Sunday 8 January 2012

The vanishing colours of London


For the last 17 years of his life my grandfather worked at the Engelshoven Distillery, whose derelict shell can still be spotted, coarsely veiled by a half-kilometre of straggly hedgerow, just outside Nijmegen, on the road to Kleve. 

The whiskeys produced here were aged in natural indoor ponds, bedded with oak timbers. Every January, when the old logs were removed and burned, the employees would gather around the bonfires; each man or woman swallowed-up by an inner narrative that was informed partly by the potent fumes and partly by the peculiarly animated flames. 

The workers were encouraged by the distillery management to record for posterity their spontaneously conceived fictions that straddled the boundary between fever dreams and hallucinations. These were transcribed by the secretarial pool and eventually complied into an anthology that captured the imagination of the Dutch public and went on to become a best-seller across northern Europe, with subsequent volumes selling in progressively diminishing quantities.   

The stories that appear in this blog have been reproduced with the kind permission of Engleshoven PLC.


 The vanishing colours of London (By Daniel Bitterlich)

On the morning of Monday the 9th of February, 1998, I read in the back pages of The Telegraph, as a footnote to the main news, a brief paragraph mentioning that the long derelict Waitlings paint factory has been divested of its listed status by Tower Hamlets council. It was with this brazen flourish of bureaucracy that the shell of an historical metropolitan building was demoted in the eyes of the law to a corporeal afterimage on the London skyline, no longer regarded as a structure in its own right, but as extraneous rubble on a brown-field site primed for imminent redevelopment. 

The decision had been sealed by an uncontested vote at an open, yet obscurely advertised and poorly attended meeting, publicised a fortnight in advance by a hand-written white card on the notice board of the Bishops Lane branch library, and by an unobtrusive announcement in a local free newspaper with limited distribution. That, three weeks later, the demolition of the factory has yet to commence* is a mystery and can only be the result of some contractual technicality, or dispute between the site developer and the council. 

As an aside, Tower Hamlets council employed very similar underhand tactics when redeveloping the Victoria junction on Carnarvon Avenue. Prior to its ceremonial unveiling as the new gateway to East London – a bewildering labyrinth of traffic lights, pedestrian crossings and immense expanses of peculiarly-shaped pavement  - the site had been occupied by a large roundabout;  the surviving remnant of a former Royal Park. The grove of seven ancient oaks that occupied this traffic island were cited as the principle reason for its demolition. It was said that the age of the trees made them a falls risk and that that their roots were inflicting damage to the surface of the adjacent road. There was also some anti-youth sentiment stirred up against local teens who had allegedly been using the grove as a late night drinking spot. 

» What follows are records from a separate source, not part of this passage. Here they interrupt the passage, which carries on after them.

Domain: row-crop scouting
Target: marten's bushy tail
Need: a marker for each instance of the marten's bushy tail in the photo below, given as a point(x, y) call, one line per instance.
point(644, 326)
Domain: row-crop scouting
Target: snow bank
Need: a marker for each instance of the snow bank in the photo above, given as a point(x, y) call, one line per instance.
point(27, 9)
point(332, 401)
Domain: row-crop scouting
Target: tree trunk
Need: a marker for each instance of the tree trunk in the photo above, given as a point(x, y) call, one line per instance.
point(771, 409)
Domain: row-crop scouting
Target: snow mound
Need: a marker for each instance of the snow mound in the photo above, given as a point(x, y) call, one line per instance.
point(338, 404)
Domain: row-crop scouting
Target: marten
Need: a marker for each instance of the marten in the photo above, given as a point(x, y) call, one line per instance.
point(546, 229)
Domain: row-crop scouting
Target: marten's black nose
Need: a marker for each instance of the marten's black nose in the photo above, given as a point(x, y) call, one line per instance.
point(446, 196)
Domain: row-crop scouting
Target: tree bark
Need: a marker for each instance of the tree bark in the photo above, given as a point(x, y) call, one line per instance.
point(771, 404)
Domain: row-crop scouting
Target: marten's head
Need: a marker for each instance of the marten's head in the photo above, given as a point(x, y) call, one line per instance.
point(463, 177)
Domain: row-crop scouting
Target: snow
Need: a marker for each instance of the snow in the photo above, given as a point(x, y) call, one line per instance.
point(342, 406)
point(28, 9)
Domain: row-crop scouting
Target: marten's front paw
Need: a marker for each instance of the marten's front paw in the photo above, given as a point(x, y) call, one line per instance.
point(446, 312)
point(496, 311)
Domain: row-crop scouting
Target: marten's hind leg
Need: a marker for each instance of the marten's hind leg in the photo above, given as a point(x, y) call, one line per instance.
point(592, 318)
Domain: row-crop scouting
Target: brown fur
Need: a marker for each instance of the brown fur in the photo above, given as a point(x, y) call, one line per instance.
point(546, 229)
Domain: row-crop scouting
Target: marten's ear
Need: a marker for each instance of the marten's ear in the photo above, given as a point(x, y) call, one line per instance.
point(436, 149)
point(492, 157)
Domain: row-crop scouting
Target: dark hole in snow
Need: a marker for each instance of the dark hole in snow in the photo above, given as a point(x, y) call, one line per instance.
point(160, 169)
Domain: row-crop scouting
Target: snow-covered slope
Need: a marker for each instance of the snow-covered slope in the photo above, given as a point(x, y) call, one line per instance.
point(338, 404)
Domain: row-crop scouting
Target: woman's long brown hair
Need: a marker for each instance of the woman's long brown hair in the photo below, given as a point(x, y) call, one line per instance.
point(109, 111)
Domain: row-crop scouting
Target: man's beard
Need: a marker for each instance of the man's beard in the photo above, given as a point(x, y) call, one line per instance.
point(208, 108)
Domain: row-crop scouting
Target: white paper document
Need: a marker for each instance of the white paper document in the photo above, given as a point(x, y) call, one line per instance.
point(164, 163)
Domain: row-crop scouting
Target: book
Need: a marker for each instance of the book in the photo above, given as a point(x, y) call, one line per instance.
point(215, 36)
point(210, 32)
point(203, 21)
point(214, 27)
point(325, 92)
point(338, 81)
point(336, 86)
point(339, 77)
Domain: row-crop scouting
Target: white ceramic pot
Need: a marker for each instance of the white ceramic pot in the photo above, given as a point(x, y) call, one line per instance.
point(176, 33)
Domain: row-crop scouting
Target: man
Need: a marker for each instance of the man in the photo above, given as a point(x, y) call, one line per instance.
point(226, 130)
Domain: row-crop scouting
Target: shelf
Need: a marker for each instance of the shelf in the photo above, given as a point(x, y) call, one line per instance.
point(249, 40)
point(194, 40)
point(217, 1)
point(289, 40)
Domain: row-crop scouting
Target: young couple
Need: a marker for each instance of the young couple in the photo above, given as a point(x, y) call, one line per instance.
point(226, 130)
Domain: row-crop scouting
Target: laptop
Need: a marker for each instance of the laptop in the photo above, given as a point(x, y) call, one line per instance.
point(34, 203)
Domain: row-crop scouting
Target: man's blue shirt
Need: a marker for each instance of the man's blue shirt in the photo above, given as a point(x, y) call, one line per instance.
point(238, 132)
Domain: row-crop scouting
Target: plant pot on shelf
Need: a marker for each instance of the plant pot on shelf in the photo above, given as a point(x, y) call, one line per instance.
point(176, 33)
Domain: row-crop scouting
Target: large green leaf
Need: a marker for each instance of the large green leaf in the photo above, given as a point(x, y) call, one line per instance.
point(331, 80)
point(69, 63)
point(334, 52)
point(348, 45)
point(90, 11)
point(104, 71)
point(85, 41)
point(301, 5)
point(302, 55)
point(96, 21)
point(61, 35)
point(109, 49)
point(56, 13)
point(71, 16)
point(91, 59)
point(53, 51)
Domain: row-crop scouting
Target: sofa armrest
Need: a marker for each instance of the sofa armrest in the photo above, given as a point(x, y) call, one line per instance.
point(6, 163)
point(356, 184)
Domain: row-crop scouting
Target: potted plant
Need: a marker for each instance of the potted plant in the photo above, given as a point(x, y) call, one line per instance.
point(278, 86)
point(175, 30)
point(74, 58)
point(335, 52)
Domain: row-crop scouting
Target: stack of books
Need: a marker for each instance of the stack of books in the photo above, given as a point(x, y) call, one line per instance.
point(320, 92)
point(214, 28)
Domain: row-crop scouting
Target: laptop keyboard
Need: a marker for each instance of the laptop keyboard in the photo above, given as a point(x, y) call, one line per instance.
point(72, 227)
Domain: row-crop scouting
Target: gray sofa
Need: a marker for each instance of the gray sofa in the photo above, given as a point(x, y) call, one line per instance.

I have been a peripheral member of a largely ineffectual local protest group, with an itinerant membership, that campaigns on a broad range of community issues.  So far our victories have tended to arrive in the form of delays to proposed actions by local government or businesses that we consider to be undesirable. While the course of a battle occasionally swings in our favour, the definitive outcome of these wars turns against us with such unwavering regularity that one might think the little victories we have been granted were a form of appeasement, intended to foster a belief that all due consideration had been given to opposing viewpoints. 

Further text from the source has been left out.